Old men and old women shall again sit in the streets of Jerusalem.

I joined the Day Centre on Thursday afternoon, and Felicity, Jonquil and Peter Harrison and I joined the Day Centre again on Friday afternoon. The very first Day Centre for older people was run by the hospital. Between 25 and thirty years ago it moved out of Highbury and the Brownhills Clinic was built. There was, I think, a short gap, and then Social Services opened up Cheltenham’s main Day Centre for Older people here at hIhgbury. One of those who set it up was Ruth Pearce. She has remained, latterly as the manager, and on Friday she retired. It was good to mark that occasion.

The Day Centre itself is moving over to Prestbury Road and so on Thursday and Friday, 25th and 26th March at 2-00 in the afternoon we are going to have a Day Centre Service for older people for the last time. On Saturday, 17th April we will celebrate the last 40 years of day care based at Highbury and thank the staff.

So, what do we do next?

How do we use that wing of our building which for the best part of 40 years has been used as a Day Centre? Do we develop our work for older people in new ways? Day Care provision for older people is a great example of something offered by so many of our churches that cries out for more co-ordination? This is food for thought and for us to reflect on at our Annual Meeting.

Old men and old women shall again sit in the streets of Jerusalem, each with staff in hand because of their great age.

It is a lovely picture of the care that we must share with older people.

And the streets of the city shall be full of boys and girls playing in the streets.

A lovely image too, that takes us right back to the Parents’ fair and the commitment we have to working with younger children, with parents, with families too.

It was so good to see people coming and sharing at the Parents’ fair. Let’s hope it can be the seed that grows into something special, and not just an end in itself!

Our children’s work has a flow to it.

We start with our toddler groups, complemented by Hyper-Space and then we have Junior Church groups and our Transformers Club – that leads on to Hy-Tec and running with that of course we have Scouting and Guiding.

Hy-Tec is a group led by a really faithful set of leaders … Sundays begin here in church, in the evening we meet again, but Sunday finishes as Hy-Tec gather again for a short time of worship and a circle of prayer around the Table.

On Saturday evening they are going to do a sleep over and on Sunday they will join us for our service. A couple of the youngsters now, Jake and Eleanor have grown up through Highbury from Fish Club through Junior church and family services and now have become keen on Hy-Tec.

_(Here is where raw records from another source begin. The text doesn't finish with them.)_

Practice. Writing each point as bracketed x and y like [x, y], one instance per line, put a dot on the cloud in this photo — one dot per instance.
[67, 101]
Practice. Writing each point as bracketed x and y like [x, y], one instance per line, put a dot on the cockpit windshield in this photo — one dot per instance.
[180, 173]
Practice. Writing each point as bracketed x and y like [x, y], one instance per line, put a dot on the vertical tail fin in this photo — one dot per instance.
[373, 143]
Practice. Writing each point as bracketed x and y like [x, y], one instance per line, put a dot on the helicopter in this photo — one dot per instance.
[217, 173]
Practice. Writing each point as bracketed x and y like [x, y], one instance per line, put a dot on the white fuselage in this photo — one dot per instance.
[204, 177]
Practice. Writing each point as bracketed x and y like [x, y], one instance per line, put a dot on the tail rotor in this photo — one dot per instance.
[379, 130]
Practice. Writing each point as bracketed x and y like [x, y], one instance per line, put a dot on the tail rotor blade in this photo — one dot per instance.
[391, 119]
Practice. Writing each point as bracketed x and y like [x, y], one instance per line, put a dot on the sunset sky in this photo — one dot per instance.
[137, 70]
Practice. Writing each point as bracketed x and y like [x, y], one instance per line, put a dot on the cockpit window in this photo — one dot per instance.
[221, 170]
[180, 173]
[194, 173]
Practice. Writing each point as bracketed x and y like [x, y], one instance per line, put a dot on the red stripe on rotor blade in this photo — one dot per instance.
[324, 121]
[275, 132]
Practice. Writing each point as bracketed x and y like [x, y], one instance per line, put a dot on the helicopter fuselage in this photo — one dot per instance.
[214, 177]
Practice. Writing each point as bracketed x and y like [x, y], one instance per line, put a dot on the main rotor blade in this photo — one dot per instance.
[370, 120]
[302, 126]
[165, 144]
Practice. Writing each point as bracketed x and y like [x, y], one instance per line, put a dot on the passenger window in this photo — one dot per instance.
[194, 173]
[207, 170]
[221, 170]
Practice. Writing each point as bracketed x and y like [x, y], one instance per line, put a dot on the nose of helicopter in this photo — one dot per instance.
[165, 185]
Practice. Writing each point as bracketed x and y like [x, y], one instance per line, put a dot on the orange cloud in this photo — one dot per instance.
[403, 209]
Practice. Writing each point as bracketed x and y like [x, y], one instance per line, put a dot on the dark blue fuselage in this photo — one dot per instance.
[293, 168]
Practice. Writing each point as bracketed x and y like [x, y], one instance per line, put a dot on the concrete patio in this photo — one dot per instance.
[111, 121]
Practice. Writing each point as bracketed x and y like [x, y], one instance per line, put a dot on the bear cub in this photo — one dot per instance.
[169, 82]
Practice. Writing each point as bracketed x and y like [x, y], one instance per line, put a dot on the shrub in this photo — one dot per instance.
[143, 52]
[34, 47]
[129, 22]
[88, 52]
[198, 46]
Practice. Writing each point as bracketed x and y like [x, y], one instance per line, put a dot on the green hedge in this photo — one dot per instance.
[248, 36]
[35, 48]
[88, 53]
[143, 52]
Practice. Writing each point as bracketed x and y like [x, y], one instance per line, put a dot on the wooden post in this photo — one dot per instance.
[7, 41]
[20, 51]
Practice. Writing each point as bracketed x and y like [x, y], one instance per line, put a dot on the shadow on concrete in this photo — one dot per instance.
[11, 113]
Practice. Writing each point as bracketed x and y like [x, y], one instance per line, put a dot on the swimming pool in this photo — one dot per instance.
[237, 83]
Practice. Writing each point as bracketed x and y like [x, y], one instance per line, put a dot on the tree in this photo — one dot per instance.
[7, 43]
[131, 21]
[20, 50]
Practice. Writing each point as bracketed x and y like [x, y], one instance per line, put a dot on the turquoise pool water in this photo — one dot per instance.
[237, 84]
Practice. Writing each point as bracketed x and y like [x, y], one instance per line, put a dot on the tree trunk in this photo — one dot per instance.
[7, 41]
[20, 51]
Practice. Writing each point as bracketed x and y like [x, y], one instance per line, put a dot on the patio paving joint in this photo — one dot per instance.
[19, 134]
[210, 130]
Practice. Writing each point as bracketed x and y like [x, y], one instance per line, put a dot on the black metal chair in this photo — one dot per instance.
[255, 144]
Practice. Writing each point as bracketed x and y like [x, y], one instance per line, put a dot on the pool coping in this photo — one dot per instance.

It will be good as they lead our service next Sunday morning.

How important that we share with young and old alike … after all it is nothing less than an age old vision that we are part of, that wonderful vision of Zechariah.

One of the great things, it seems to me, is the way at church, not least in a service such as this one with all the children and young people playing such a part, is that we bring people together from the opposite ends of that spectrum, young and old meeting together as one family of God’s people.


On Friday we shall be joining with friends from St Luke’s and St Michael’s in hosting three services for the Women’s World Day of Prayer. Often, those services are attended by older people. But in the last couple of years with those partner churches we have done something very different. That means on Friday morning we shall be joining at St Michael’s and welcoming the whole junior section of the new Oakwood School, and on Friday afternoon we shall join here at Highbury and welcome the juniors of St John’s. Both of those services will be a point when the young and old meet together and share together.

What a vision we share, and what a vision to work towards! Safe streets, a safe environment in our town for young and old alike!

Old men and old women shall again sit in the streets of Jerusalem, each with staff in hand because of their great age.

And the streets of the city shall be full of boys and girls playing in the streets.